In this cross-sectional analysis, sleep duration for study participants ranged between 2 and 14 hours a night, with an average of just under 6 hours (5.9). Adults age 18–60 should sleep at least 7 hours a night (Liu, 2016). This further supports concerns that people living with HIV are vulnerable to sleep disturbances (Rubinstein & Selwyn, 1998; Uchôa et al., 2018) and is in line with Lee et al.’s (2012) study where 290 PLWH in San Francisco slept between <2 hours - >11 hours of sleep per night with 45% of the study sample sleeping less than 6 hours a night (Lee et al., 2012). This study measured both self-reported sleep quality and objective sleep quantity using wrist actigraphy among PLWH. Interestingly, participants who reported difficulty falling asleep subjectively experienced the greatest symptom burden but objectively had actigraphy and clinical measures akin to those without sleep disturbance. However, more than half of the sample experienced severely fragmented sleep per actigraphy which was associated with lower CD4+ counts and higher HIV viral loads. However, despite the association with worsening clinical measures, only 1/3 of the sample reported fragmented sleep (Lee et al., 2012). This demonstrates the necessity of collecting both objective and subjective sleep data for a clearer picture of sleep health among PLWH.

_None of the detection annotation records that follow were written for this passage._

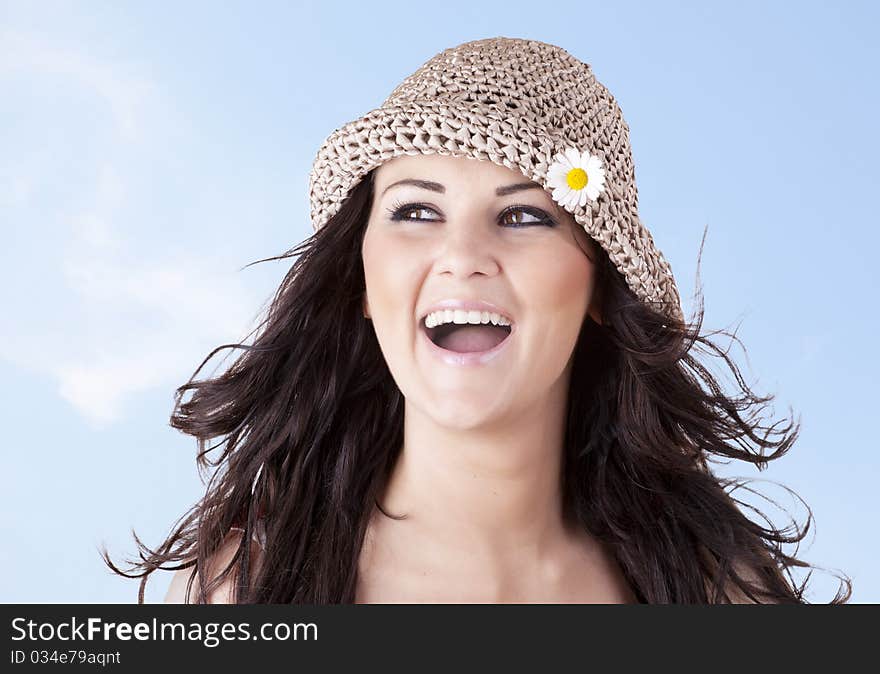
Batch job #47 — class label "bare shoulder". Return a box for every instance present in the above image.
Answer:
[165,529,259,604]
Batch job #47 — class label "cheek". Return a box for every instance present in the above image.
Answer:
[362,230,418,341]
[522,246,594,326]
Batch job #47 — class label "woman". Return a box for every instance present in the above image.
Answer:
[105,38,849,603]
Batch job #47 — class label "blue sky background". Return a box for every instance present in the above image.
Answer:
[0,0,880,602]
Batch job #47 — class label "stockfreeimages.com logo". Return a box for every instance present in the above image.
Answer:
[12,616,318,648]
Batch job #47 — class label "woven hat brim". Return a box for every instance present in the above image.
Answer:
[309,101,683,320]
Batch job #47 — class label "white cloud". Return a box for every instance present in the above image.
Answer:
[0,32,268,427]
[0,31,157,139]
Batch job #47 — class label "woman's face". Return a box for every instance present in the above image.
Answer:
[362,154,599,429]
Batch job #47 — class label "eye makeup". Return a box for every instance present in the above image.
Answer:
[386,201,558,228]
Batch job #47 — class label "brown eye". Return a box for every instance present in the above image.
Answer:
[388,204,434,222]
[501,207,556,227]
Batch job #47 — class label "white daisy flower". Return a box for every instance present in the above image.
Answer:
[547,147,605,210]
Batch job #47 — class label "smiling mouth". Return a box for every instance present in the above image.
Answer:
[421,321,511,353]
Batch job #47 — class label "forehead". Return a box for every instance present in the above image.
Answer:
[375,154,532,187]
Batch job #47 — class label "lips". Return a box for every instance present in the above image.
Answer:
[419,320,517,365]
[424,323,511,353]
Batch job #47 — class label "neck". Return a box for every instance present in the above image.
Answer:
[382,378,567,561]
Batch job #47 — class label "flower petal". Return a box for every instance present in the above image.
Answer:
[553,152,574,169]
[565,147,583,168]
[547,163,569,186]
[553,186,571,204]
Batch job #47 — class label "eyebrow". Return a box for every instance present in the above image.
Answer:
[382,178,541,197]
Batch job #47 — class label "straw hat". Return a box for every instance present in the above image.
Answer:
[309,37,683,320]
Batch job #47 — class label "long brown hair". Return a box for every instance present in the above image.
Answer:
[102,173,851,604]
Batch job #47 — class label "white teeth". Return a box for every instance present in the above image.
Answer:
[425,309,510,328]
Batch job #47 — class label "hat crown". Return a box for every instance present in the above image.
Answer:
[309,37,682,318]
[382,37,623,144]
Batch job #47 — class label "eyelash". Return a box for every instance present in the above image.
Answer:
[387,201,556,229]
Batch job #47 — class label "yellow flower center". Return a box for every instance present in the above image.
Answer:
[565,169,588,190]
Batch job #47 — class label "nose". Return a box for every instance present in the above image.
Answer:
[436,220,499,278]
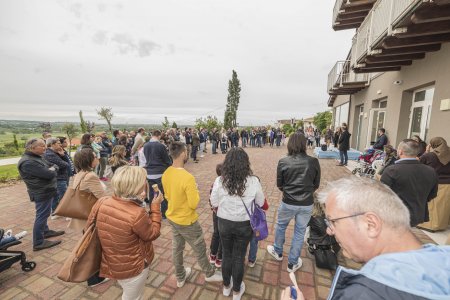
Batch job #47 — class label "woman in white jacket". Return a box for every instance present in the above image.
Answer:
[210,148,264,299]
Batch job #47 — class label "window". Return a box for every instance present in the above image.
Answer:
[334,102,350,128]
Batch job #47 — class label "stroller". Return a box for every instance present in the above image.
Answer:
[352,149,384,178]
[0,229,36,272]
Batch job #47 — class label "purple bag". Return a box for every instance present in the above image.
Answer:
[241,198,269,241]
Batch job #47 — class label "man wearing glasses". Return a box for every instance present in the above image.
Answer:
[298,177,450,299]
[17,139,64,251]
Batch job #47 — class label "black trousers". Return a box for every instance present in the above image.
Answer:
[218,218,253,292]
[210,212,222,259]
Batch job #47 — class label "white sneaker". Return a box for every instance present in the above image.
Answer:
[267,245,283,261]
[14,230,28,240]
[287,257,303,273]
[205,271,223,282]
[177,268,192,288]
[248,259,257,268]
[88,278,110,288]
[223,277,233,297]
[233,281,245,300]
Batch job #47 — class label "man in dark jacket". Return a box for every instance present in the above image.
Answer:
[267,133,320,272]
[144,130,172,219]
[312,177,450,300]
[44,138,70,220]
[381,139,438,227]
[338,125,351,166]
[17,138,64,251]
[372,128,388,150]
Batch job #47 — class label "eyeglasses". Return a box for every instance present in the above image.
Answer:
[325,212,365,228]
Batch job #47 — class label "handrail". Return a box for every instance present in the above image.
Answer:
[351,0,423,67]
[328,60,369,92]
[331,0,345,25]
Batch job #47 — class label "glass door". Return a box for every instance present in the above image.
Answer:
[356,105,364,150]
[409,87,434,140]
[366,107,386,148]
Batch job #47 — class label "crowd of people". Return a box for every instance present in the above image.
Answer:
[13,124,450,299]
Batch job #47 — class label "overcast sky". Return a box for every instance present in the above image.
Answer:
[0,0,354,125]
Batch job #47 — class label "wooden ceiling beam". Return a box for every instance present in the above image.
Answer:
[382,33,450,49]
[365,53,425,64]
[353,66,402,73]
[376,44,441,57]
[411,5,450,24]
[361,60,412,68]
[395,21,450,38]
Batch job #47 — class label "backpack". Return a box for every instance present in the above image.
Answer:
[307,217,340,270]
[241,198,269,241]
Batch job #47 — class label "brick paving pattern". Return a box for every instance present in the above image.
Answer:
[0,145,432,300]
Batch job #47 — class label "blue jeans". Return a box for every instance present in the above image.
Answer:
[339,150,348,165]
[33,195,56,246]
[0,236,17,247]
[248,237,258,262]
[52,180,67,212]
[273,202,313,265]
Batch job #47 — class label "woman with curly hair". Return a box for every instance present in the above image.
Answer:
[210,148,264,299]
[108,145,128,173]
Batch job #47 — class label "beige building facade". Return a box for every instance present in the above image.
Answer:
[328,0,450,151]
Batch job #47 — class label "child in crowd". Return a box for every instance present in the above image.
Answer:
[109,145,128,173]
[248,192,269,268]
[209,164,222,268]
[0,229,27,248]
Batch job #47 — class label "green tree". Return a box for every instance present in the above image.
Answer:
[223,70,241,128]
[86,121,95,133]
[314,110,333,132]
[38,122,52,133]
[195,116,223,132]
[97,106,114,133]
[61,123,78,155]
[161,117,170,130]
[13,134,19,150]
[78,110,87,133]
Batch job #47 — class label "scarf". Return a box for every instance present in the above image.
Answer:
[430,137,450,166]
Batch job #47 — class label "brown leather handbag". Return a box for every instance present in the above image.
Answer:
[55,173,97,220]
[57,198,103,282]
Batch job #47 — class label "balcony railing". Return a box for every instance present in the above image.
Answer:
[352,0,423,66]
[328,60,369,94]
[331,0,347,24]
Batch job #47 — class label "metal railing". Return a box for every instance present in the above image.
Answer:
[331,0,347,25]
[352,0,423,67]
[328,60,369,92]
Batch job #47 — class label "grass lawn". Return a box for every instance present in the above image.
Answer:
[0,164,19,182]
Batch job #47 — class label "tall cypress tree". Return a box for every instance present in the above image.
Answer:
[223,70,241,128]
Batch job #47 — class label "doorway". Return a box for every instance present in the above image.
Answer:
[408,86,434,141]
[366,100,387,148]
[356,105,364,150]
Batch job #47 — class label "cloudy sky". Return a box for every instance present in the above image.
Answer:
[0,0,354,125]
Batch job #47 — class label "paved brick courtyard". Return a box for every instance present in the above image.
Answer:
[0,147,432,300]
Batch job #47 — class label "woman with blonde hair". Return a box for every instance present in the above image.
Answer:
[68,148,107,287]
[417,137,450,232]
[86,166,163,300]
[108,145,128,173]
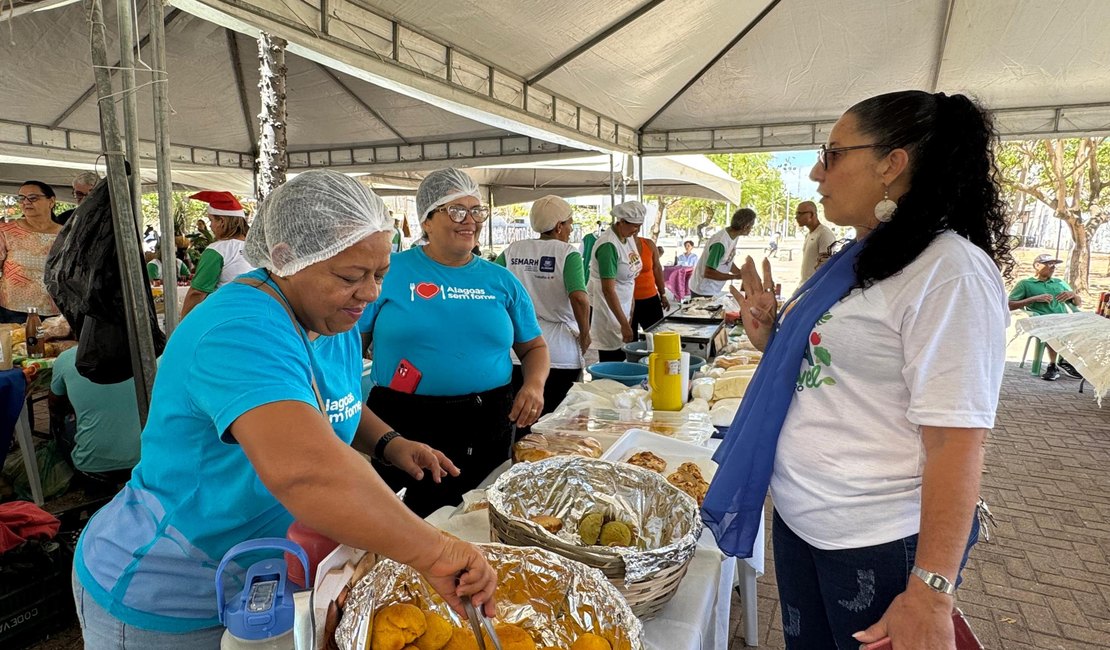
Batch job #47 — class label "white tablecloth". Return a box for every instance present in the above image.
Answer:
[1013,313,1110,404]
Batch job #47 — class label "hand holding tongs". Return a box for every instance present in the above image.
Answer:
[463,596,502,650]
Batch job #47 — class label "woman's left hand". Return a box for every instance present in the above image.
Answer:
[852,578,956,650]
[508,383,544,427]
[383,438,458,483]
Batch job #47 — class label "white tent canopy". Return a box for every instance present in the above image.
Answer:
[172,0,1110,153]
[0,0,1110,194]
[350,155,740,205]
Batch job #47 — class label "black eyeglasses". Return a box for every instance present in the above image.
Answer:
[817,144,890,172]
[440,205,490,223]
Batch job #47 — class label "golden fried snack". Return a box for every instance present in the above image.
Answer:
[678,461,705,480]
[413,611,452,650]
[625,451,667,474]
[597,521,632,546]
[667,463,709,506]
[571,632,613,650]
[370,603,427,650]
[528,515,563,532]
[578,512,605,546]
[482,623,536,650]
[443,628,478,650]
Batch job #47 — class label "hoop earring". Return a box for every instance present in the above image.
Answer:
[875,187,898,223]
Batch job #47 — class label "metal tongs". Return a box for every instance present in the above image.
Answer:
[463,596,502,650]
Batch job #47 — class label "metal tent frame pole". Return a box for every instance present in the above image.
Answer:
[115,0,142,225]
[89,0,155,426]
[148,0,178,336]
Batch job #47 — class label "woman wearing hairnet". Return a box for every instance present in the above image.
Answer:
[360,169,549,517]
[73,171,496,649]
[586,201,647,362]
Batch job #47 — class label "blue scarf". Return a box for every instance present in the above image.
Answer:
[702,243,862,558]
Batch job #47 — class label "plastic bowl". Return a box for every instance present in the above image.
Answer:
[639,354,706,379]
[620,341,652,364]
[586,362,647,386]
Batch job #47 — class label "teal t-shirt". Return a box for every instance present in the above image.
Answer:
[74,266,362,632]
[359,247,541,395]
[1009,272,1079,316]
[50,347,142,471]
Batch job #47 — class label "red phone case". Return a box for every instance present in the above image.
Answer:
[390,359,422,395]
[864,609,983,650]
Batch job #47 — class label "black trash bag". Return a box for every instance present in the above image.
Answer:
[43,180,165,384]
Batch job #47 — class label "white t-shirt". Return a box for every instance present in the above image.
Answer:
[798,223,836,285]
[690,228,740,296]
[504,240,585,368]
[205,240,254,288]
[770,232,1010,550]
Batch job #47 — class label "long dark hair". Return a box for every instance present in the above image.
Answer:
[848,90,1013,288]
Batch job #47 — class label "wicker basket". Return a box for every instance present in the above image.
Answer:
[490,458,696,619]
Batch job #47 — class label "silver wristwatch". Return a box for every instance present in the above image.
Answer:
[910,566,956,596]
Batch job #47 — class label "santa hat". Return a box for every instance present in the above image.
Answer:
[190,192,246,217]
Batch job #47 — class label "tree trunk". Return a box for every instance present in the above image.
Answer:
[1063,215,1091,293]
[254,32,289,202]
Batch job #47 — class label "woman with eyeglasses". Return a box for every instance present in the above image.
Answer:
[360,169,549,517]
[703,91,1013,650]
[0,181,62,323]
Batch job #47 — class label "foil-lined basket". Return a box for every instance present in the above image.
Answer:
[487,456,703,617]
[335,544,644,650]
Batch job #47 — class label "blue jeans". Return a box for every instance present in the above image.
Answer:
[771,512,979,650]
[71,563,224,650]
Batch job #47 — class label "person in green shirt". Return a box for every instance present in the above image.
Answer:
[582,222,602,283]
[147,244,189,282]
[1009,253,1083,382]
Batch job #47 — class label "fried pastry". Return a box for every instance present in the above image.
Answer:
[625,451,667,474]
[578,512,605,546]
[529,515,563,532]
[597,521,632,546]
[370,603,427,650]
[413,611,453,650]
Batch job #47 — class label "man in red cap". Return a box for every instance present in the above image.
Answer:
[181,192,254,318]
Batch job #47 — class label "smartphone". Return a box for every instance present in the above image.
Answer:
[862,609,983,650]
[390,359,421,395]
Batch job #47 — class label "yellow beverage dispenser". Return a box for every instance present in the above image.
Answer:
[647,332,689,410]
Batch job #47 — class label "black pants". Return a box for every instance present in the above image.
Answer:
[632,294,663,334]
[366,385,513,517]
[513,365,582,443]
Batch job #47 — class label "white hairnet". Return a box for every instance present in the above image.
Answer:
[243,170,393,276]
[609,201,647,223]
[416,167,482,223]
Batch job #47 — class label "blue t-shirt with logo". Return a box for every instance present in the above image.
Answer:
[359,247,542,395]
[74,266,362,632]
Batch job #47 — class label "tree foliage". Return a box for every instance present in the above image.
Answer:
[998,138,1110,292]
[646,153,798,237]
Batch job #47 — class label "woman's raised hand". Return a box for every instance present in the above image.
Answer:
[728,256,778,349]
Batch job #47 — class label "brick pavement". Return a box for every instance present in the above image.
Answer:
[729,363,1110,650]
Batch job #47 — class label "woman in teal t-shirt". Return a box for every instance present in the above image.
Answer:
[73,171,496,650]
[360,169,551,517]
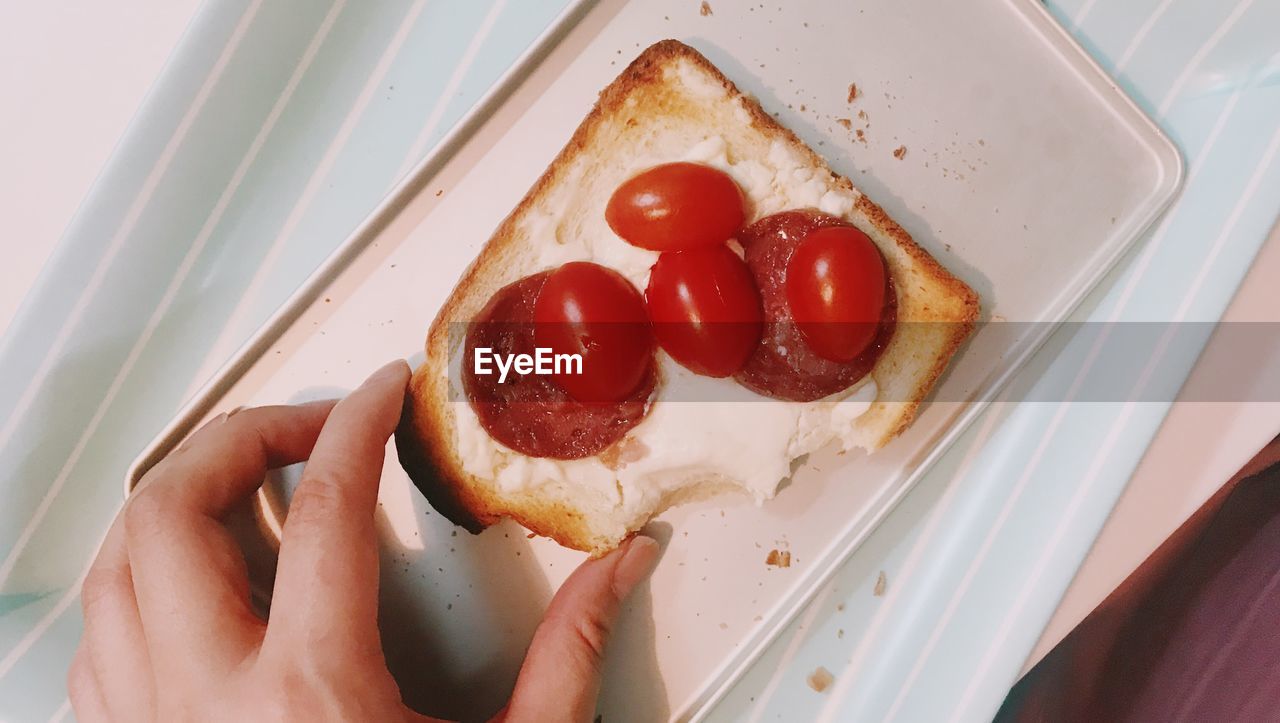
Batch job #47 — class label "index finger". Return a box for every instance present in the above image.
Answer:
[120,403,332,692]
[264,361,410,654]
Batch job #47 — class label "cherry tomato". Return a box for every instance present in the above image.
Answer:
[786,226,886,363]
[604,163,746,251]
[645,244,764,376]
[534,261,653,402]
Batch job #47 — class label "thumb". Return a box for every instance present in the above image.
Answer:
[506,535,658,722]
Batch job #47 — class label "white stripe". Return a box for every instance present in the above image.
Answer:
[49,697,72,723]
[746,582,836,723]
[1112,0,1174,75]
[959,120,1280,711]
[0,550,87,679]
[818,388,1011,720]
[0,0,347,586]
[200,0,426,377]
[392,0,507,186]
[1156,0,1253,116]
[0,0,262,449]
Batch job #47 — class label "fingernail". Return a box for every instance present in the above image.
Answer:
[613,535,658,598]
[362,360,408,386]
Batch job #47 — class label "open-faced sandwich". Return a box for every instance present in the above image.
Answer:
[396,40,978,554]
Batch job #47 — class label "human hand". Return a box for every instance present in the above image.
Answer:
[68,362,658,723]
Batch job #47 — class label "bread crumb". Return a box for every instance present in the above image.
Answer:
[805,665,836,692]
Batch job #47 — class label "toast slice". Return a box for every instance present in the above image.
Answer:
[396,40,978,554]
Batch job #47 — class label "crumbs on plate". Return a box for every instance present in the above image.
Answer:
[805,665,836,692]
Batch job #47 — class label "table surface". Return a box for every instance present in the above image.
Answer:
[0,0,1280,711]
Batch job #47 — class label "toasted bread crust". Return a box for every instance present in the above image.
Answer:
[396,40,979,554]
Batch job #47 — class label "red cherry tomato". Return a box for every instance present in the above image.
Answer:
[604,163,746,251]
[786,226,884,363]
[644,244,764,376]
[534,261,653,402]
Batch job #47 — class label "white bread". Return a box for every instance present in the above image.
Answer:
[396,40,978,554]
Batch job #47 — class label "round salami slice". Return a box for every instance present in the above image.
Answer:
[462,271,657,459]
[733,210,897,402]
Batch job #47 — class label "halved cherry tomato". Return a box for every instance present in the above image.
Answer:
[645,243,764,376]
[786,226,884,363]
[534,261,653,402]
[604,163,746,251]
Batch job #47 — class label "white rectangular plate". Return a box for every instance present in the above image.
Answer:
[131,0,1181,720]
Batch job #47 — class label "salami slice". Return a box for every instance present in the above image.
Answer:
[733,210,897,402]
[462,271,657,459]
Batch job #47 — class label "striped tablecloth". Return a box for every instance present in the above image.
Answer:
[0,0,1280,720]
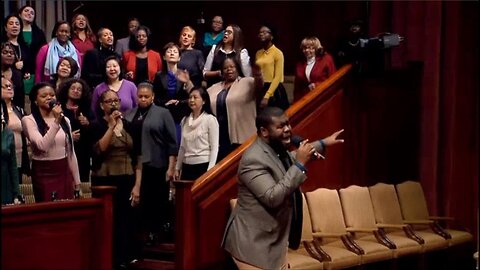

Although evidence suggests that self-reported sleep disturbances are associated with decreased CD4+ counts among PLWH (Seay et al., 2013), sleep was not correlated with CD4+ count in this study. There was, however, an association between sleep and HIV viral load. Higher sleep efficiency was correlated with lower HIV viral loads. These findings are similar to a study comparing veterans living with HIV to veterans without HIV also founding a relationship between sleep and HIV viral load but not to CD4+ count (Womack et al., 2017).

Limitations

This study had a number of limitations to consider. As a secondary data analysis, this study was limited by the tools used and the data available in the TRIP study database (Bryman, 2016; E. Smith, 2008). For example, chart abstractions were used for laboratory results, and differences in the timing of laboratory and sleep data were unavailable for this analysis. There are also variables, such as housing, that may be confounded the observed associations, that were statically insignificant in this study, likely due to our small sample size. While actigraphy is a validated and accepted measure of sleep, polysomnography is the gold standard and may have yielded superior results (M. T. Smith et al., 2018). Convenience sampling of PLWH in Northeast Ohio leaves a potential for selection bias. Only 24% of study participants had a detectable viral load resulting in a lack of variability and issues of non-normality, requiring the use of several analytic approaches to achieve our findings. The Kendall’s Tau correlation was exploratory so was not adjusted for multiple comparisons. Finally, analyzing this data over multiple time-points would have allowed for more robust understanding of sleep, HIV viral load, and immune function in this study sample.

Implications

Adequate sleep is a critical for the health of PLWH. While it has been established that poor sleep can negatively impact immune function among PLWH, more research is warranted to clarify the nature of this relationship as well as the relationship between sleep and HIV viral load. Both objective and subjective measures of sleep are necessary to accomplish this. Future sleep studies should include a larger sample size to more adequately control for confounders, as well as objective and subjective measures of sleep with the goals of (1) improving the understanding of the relationships between objectively and subjectively measured sleep and (2) increasing the knowledge of the impact of sleep disturbances on PLWH. Refining our understanding in these areas will ultimately allow us to enhance clinical practice and interventions so as to improve overall health outcomes and quality of life for PLWH.